Leo miró el reloj. Diez minutos más tarde, se levantó, se metió el sobre debajo de su chaqueta a cuadros y salió.

El Thunderbird blanco estaba donde se suponía que debía estar, en la rampa de llegada, junto a la American.

Alan se movió cuando Leo se puso al volante y le pasó el sobre.

—Te presento diez de los grandes —dijo Leo—. Los de veinte y de cincuenta ocupan mucho espacio, ¿eh?

Los dedos de Alan palpaban el sobre mientras el Thunderbird tomaba la curva de la rampa y enfilaba la avenida de William Rogell.

Leo dijo:

—Ábrelo, tío. ¿A qué estás esperando?

Alan no dijo nada. Sus dedos recorrieron los extremos del sobre y la solapa. Sus dedos le decían que algo no iba bien. Decían que alguien estaba intentando hacerle tragar mierda y que a él no le apetecía en absoluto.

El Thunderbird giró a la derecha después del paso subterráneo y se mezcló con las luces que descendían hacia Detroit. Alan abrió el sobre de golpe. Bajo el foco cuadrado de luz, inclinándose, sacó del sobre un ejemplar del «Wall Street Journal». Con el periódico encima de él, estaba el papel de carta.
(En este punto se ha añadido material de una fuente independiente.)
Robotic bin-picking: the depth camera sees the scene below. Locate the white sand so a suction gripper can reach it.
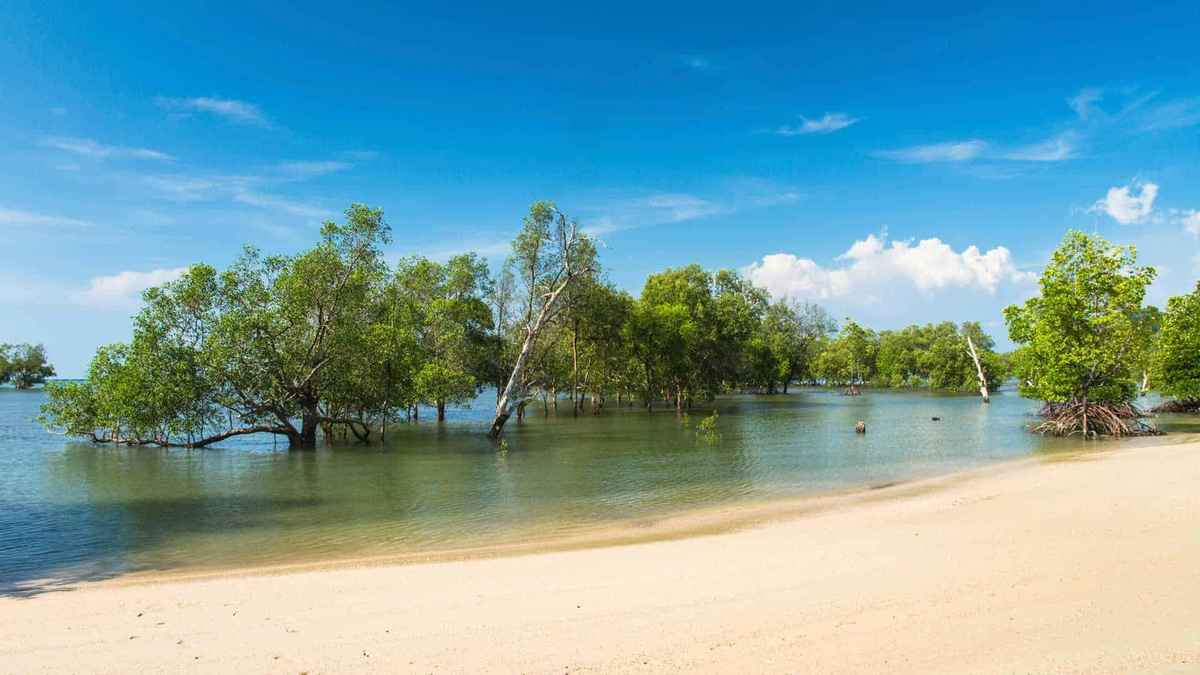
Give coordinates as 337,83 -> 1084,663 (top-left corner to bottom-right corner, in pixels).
0,444 -> 1200,674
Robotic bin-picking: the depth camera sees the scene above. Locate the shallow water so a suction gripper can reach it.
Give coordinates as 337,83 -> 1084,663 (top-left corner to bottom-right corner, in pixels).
0,389 -> 1198,592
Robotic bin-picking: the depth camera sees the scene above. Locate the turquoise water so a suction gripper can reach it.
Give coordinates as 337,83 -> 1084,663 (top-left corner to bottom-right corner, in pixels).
0,389 -> 1194,592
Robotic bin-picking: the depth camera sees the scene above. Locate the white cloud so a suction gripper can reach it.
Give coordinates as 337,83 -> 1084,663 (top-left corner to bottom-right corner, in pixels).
775,113 -> 858,136
138,175 -> 223,202
233,185 -> 338,220
42,137 -> 175,161
278,161 -> 350,179
74,267 -> 187,306
0,208 -> 95,227
583,192 -> 730,235
878,138 -> 988,163
157,96 -> 271,126
1090,181 -> 1158,225
742,231 -> 1034,299
1176,209 -> 1200,237
1004,132 -> 1079,162
1136,98 -> 1200,132
1067,86 -> 1104,120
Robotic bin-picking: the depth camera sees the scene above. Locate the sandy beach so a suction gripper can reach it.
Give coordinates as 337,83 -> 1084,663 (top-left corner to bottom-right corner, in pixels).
0,443 -> 1200,675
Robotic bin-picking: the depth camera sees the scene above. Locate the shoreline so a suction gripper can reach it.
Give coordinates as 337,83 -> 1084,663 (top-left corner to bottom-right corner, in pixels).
0,432 -> 1200,675
49,437 -> 1099,588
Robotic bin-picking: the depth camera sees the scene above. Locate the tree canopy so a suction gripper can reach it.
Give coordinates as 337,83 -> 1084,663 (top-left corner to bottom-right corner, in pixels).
41,196 -> 1022,448
1004,231 -> 1154,437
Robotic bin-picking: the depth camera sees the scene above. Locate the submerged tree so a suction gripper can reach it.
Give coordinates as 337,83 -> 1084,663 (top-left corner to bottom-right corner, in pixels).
1004,231 -> 1154,438
0,344 -> 54,389
41,204 -> 389,448
487,202 -> 598,438
1150,282 -> 1200,412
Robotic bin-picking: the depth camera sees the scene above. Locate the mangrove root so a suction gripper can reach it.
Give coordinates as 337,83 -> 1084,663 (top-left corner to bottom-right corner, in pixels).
1031,401 -> 1162,438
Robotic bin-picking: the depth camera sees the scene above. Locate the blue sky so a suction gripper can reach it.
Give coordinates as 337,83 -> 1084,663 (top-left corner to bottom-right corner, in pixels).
0,0 -> 1200,376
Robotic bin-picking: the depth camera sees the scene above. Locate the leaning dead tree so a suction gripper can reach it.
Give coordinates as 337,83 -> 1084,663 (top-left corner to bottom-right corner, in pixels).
487,202 -> 596,438
967,335 -> 991,404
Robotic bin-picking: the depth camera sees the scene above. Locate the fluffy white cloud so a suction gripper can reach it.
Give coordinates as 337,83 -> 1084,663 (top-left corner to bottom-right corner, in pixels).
1178,209 -> 1200,237
775,113 -> 858,136
76,267 -> 187,305
1004,132 -> 1079,162
878,139 -> 988,163
742,232 -> 1034,299
1091,181 -> 1158,225
278,161 -> 350,179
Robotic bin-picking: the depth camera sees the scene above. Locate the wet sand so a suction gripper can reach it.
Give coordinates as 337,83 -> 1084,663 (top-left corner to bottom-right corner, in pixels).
0,443 -> 1200,674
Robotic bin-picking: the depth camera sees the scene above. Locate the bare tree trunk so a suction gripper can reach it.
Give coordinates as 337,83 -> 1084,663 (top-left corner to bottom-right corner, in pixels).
571,321 -> 583,412
964,331 -> 991,404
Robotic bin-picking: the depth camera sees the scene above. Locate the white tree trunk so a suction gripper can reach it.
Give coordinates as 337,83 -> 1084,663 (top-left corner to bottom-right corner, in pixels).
964,331 -> 990,404
487,277 -> 570,438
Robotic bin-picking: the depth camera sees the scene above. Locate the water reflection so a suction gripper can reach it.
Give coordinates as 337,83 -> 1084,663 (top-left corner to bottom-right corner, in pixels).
0,390 -> 1180,592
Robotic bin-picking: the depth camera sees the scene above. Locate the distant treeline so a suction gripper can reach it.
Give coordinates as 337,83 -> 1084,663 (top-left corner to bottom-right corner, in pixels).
0,344 -> 54,389
35,202 -> 1195,448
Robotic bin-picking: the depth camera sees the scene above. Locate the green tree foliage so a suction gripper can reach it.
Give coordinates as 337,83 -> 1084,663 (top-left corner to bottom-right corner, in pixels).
626,264 -> 767,407
754,297 -> 838,394
0,344 -> 54,389
1004,231 -> 1154,437
872,322 -> 1008,392
1150,282 -> 1200,408
1004,231 -> 1154,404
487,202 -> 599,438
42,204 -> 477,447
396,253 -> 493,419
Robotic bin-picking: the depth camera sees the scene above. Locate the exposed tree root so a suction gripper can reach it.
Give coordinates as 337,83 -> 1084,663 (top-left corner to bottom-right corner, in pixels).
1151,396 -> 1200,413
1031,401 -> 1162,438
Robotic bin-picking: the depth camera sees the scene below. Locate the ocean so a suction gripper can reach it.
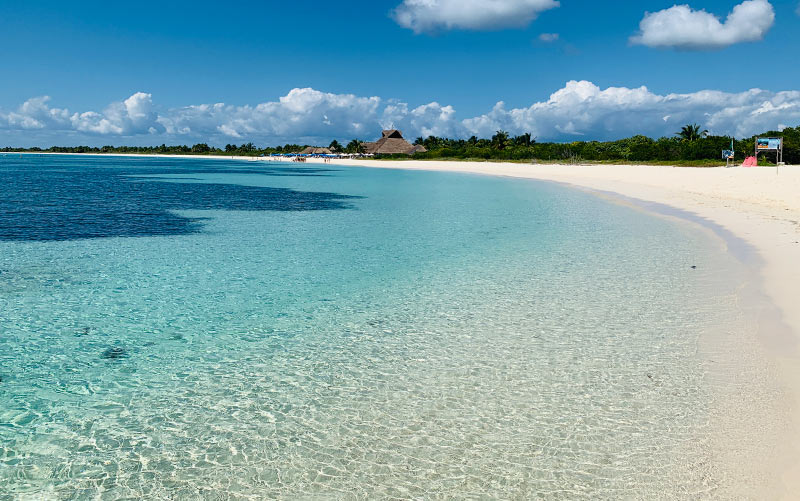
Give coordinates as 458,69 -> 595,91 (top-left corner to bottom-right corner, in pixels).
0,155 -> 780,499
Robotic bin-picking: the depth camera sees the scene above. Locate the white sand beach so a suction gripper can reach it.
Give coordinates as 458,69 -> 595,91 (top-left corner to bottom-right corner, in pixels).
10,151 -> 800,492
300,159 -> 800,492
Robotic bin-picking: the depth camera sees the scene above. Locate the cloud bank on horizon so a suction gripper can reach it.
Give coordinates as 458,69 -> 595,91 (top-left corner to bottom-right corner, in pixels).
0,80 -> 800,146
392,0 -> 559,33
630,0 -> 776,50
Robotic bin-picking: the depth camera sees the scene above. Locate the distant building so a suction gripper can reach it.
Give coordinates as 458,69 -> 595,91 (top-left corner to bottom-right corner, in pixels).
300,146 -> 332,155
364,129 -> 428,155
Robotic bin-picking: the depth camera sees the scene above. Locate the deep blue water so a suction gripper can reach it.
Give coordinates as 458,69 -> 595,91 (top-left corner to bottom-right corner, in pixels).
0,156 -> 353,241
0,155 -> 764,500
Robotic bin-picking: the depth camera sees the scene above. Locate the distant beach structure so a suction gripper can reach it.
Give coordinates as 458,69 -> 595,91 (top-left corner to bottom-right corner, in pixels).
364,129 -> 428,155
300,146 -> 333,155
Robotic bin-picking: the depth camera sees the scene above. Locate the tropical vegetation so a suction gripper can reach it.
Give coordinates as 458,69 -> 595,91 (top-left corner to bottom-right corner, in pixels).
0,124 -> 800,165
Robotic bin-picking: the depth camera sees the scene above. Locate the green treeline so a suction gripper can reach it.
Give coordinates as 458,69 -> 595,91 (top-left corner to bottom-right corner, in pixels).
0,124 -> 800,165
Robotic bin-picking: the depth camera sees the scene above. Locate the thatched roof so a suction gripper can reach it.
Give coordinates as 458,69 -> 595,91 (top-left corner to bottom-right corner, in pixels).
300,146 -> 332,155
383,129 -> 403,139
364,129 -> 427,155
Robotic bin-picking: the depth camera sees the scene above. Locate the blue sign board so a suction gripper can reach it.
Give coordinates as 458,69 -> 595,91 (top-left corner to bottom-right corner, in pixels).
756,137 -> 781,151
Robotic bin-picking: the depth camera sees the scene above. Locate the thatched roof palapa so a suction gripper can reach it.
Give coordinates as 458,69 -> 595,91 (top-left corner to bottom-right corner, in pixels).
364,129 -> 427,155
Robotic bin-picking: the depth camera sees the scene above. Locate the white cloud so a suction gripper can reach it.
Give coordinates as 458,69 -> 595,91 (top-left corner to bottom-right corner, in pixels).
631,0 -> 775,50
0,81 -> 800,146
463,81 -> 800,140
392,0 -> 559,33
70,92 -> 163,136
158,88 -> 381,140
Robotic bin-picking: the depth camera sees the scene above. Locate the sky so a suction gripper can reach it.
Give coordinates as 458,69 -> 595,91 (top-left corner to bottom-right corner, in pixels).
0,0 -> 800,147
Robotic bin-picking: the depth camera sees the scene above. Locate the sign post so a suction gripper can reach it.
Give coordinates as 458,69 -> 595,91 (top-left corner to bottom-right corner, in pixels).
722,139 -> 735,168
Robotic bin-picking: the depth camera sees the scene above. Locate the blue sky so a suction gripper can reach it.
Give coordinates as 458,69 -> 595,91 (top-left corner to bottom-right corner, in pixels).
0,0 -> 800,146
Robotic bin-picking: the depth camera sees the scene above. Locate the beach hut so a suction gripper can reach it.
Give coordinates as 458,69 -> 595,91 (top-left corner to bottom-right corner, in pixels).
364,129 -> 427,155
300,146 -> 332,155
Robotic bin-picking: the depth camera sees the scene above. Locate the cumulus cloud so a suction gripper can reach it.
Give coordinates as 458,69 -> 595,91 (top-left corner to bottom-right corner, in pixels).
464,81 -> 800,140
0,81 -> 800,146
70,92 -> 163,136
158,88 -> 381,140
392,0 -> 559,33
630,0 -> 775,50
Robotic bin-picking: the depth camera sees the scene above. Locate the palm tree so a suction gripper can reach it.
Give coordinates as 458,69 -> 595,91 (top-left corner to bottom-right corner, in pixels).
675,124 -> 708,141
492,130 -> 509,150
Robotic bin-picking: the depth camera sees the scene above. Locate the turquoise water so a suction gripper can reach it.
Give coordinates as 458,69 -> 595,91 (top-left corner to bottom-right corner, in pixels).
0,157 -> 760,499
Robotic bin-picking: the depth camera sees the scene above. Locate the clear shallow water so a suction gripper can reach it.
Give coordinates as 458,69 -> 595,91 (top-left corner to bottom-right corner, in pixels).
0,157 -> 764,499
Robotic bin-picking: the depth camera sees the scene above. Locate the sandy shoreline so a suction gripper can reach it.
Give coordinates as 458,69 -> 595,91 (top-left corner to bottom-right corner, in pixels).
7,153 -> 800,499
311,160 -> 800,499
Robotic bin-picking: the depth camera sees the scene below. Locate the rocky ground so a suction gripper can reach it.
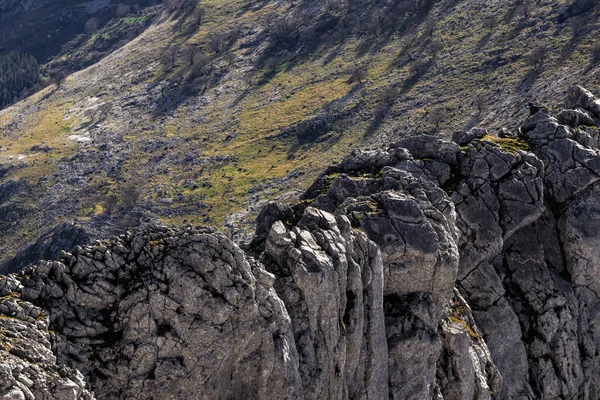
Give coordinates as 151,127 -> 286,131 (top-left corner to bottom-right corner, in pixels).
0,0 -> 600,265
0,87 -> 600,400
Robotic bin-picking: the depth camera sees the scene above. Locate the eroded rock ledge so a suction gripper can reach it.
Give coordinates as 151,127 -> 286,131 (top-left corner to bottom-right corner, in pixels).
0,87 -> 600,400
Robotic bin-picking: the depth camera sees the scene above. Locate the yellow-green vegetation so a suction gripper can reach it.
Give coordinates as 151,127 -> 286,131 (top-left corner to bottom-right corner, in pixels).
482,135 -> 531,153
0,99 -> 76,182
0,0 -> 600,260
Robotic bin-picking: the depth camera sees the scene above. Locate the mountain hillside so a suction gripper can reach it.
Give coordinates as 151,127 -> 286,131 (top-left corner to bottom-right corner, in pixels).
0,86 -> 600,400
0,0 -> 600,268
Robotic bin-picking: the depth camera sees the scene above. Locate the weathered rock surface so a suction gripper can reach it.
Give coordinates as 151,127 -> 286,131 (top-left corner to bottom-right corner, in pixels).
5,88 -> 600,400
0,277 -> 94,400
0,222 -> 91,274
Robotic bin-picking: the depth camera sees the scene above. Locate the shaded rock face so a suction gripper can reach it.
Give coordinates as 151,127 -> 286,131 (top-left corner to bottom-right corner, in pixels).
5,88 -> 600,400
0,277 -> 94,400
0,0 -> 111,62
0,222 -> 91,274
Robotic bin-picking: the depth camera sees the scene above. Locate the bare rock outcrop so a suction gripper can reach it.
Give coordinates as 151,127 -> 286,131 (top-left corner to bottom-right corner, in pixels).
5,88 -> 600,400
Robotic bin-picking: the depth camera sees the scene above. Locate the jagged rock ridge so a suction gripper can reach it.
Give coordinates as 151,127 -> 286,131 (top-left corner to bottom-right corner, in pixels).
0,87 -> 600,400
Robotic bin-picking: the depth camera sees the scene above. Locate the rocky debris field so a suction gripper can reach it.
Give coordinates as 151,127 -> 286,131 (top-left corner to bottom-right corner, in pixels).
0,87 -> 600,400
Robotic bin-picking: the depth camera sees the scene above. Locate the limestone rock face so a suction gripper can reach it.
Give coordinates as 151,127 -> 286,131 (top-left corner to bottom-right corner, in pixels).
0,276 -> 94,400
22,228 -> 301,399
5,88 -> 600,400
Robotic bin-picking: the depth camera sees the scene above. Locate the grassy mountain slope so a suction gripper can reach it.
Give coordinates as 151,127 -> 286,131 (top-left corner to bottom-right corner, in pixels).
0,0 -> 600,260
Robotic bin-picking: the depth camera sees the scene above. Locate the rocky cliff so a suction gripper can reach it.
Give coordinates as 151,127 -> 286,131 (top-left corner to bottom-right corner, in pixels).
0,87 -> 600,400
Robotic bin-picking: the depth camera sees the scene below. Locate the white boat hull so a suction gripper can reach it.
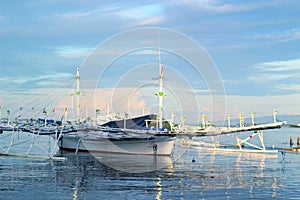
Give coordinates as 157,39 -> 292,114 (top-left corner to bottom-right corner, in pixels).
58,133 -> 176,156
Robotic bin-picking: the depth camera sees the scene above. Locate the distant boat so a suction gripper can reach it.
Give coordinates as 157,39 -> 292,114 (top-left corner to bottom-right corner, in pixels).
289,124 -> 300,128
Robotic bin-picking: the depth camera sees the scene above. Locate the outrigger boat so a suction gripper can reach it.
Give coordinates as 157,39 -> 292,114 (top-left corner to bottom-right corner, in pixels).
58,32 -> 176,156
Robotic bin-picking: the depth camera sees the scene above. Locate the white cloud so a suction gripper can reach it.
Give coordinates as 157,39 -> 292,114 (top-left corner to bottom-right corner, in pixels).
54,46 -> 93,58
249,59 -> 300,82
174,0 -> 271,13
275,84 -> 300,92
136,16 -> 165,26
254,59 -> 300,72
254,29 -> 300,42
118,4 -> 163,20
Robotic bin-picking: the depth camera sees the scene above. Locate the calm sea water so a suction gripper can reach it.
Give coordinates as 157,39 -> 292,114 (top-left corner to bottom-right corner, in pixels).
0,128 -> 300,199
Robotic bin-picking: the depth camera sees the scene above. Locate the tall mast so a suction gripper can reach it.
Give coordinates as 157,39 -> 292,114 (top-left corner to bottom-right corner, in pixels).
158,29 -> 164,129
76,67 -> 80,121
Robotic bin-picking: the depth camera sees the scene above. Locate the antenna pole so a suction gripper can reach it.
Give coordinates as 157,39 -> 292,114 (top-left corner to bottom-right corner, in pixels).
76,67 -> 80,122
158,29 -> 164,129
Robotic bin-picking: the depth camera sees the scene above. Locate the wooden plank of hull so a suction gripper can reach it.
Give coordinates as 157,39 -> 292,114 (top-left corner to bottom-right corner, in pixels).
59,135 -> 175,156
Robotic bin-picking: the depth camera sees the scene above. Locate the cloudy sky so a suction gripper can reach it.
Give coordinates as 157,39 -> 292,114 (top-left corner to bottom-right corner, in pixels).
0,0 -> 300,120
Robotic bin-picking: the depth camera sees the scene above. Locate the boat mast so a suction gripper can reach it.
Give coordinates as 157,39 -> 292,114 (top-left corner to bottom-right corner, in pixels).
76,67 -> 80,122
158,29 -> 164,129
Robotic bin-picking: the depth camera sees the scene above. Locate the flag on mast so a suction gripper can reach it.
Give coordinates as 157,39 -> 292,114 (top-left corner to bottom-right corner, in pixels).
160,65 -> 164,78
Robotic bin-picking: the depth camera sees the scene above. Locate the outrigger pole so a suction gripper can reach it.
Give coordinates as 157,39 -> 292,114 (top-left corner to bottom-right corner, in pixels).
158,29 -> 164,129
76,67 -> 80,122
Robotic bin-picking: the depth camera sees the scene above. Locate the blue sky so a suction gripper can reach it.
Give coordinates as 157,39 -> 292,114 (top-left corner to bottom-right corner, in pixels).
0,0 -> 300,119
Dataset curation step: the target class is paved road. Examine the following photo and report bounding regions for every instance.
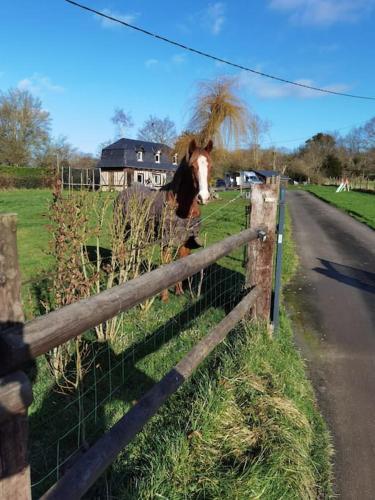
[287,191,375,500]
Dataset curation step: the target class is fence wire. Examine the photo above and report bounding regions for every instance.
[29,194,250,498]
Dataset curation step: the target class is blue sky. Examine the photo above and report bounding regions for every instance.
[0,0,375,153]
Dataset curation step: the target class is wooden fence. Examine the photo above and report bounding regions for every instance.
[0,182,279,500]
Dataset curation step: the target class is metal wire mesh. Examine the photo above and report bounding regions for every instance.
[29,190,250,497]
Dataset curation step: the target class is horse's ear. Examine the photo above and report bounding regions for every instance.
[188,139,197,157]
[204,139,214,153]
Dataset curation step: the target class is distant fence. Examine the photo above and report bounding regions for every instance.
[60,167,100,191]
[0,179,281,500]
[325,176,375,191]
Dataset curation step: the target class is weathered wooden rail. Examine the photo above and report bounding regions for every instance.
[0,179,279,500]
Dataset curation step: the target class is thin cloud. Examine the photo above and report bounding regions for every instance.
[17,73,65,94]
[171,54,186,64]
[145,59,159,69]
[206,2,225,35]
[181,2,226,36]
[239,72,350,99]
[268,0,375,26]
[94,9,139,29]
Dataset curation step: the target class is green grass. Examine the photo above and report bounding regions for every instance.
[0,165,46,178]
[305,185,375,229]
[0,189,52,281]
[0,190,331,499]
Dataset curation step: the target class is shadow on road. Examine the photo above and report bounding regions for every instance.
[313,259,375,293]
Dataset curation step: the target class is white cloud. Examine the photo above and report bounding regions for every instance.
[269,0,375,26]
[239,72,349,99]
[205,2,225,35]
[145,59,159,68]
[95,9,139,28]
[171,54,186,64]
[17,73,65,94]
[177,2,226,35]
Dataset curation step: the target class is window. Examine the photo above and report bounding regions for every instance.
[137,174,143,184]
[154,174,161,186]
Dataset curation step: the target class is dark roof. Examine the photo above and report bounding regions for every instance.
[98,138,177,172]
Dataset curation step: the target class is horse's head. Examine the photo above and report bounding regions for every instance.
[188,139,213,205]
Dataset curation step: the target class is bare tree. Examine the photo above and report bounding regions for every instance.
[0,89,51,166]
[111,108,134,138]
[138,115,177,146]
[248,114,270,168]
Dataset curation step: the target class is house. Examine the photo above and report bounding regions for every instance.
[98,138,177,191]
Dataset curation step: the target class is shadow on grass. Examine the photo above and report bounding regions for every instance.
[30,264,244,498]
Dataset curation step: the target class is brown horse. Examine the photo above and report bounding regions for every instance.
[117,139,213,301]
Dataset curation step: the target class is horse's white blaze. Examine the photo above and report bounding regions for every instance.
[198,155,210,204]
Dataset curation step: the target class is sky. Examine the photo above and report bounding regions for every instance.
[0,0,375,154]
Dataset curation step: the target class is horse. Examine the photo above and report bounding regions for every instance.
[116,139,213,302]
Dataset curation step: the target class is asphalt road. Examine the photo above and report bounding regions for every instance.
[287,191,375,500]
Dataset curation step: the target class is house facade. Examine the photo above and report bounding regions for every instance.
[98,138,177,191]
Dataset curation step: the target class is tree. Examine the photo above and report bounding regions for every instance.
[138,115,177,146]
[248,114,270,168]
[300,132,336,178]
[322,153,342,177]
[111,108,134,138]
[0,89,51,166]
[189,78,248,146]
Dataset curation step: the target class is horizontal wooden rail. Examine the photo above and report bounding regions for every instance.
[0,229,264,375]
[42,287,260,500]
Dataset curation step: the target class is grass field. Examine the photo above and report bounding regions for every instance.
[0,190,331,500]
[305,185,375,229]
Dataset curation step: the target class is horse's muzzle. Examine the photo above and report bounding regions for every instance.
[197,193,210,205]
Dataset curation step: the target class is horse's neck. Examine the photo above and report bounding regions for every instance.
[168,165,200,219]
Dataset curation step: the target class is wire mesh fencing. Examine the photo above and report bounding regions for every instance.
[29,190,250,497]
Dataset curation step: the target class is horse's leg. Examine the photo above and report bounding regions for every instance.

Alan desdobló la hoja y leyó el escueto mensaje escrito en letras mayúsculas con rotulador:

«Que os den por el culo».

Dijo, muy calmado, moviendo la cabeza:

—Leo, te lo juro por Dios, no sé adónde va este cochino mundo. Le explicas al tío honesta y sinceramente de qué va la cosa y el mamón no se lo cree.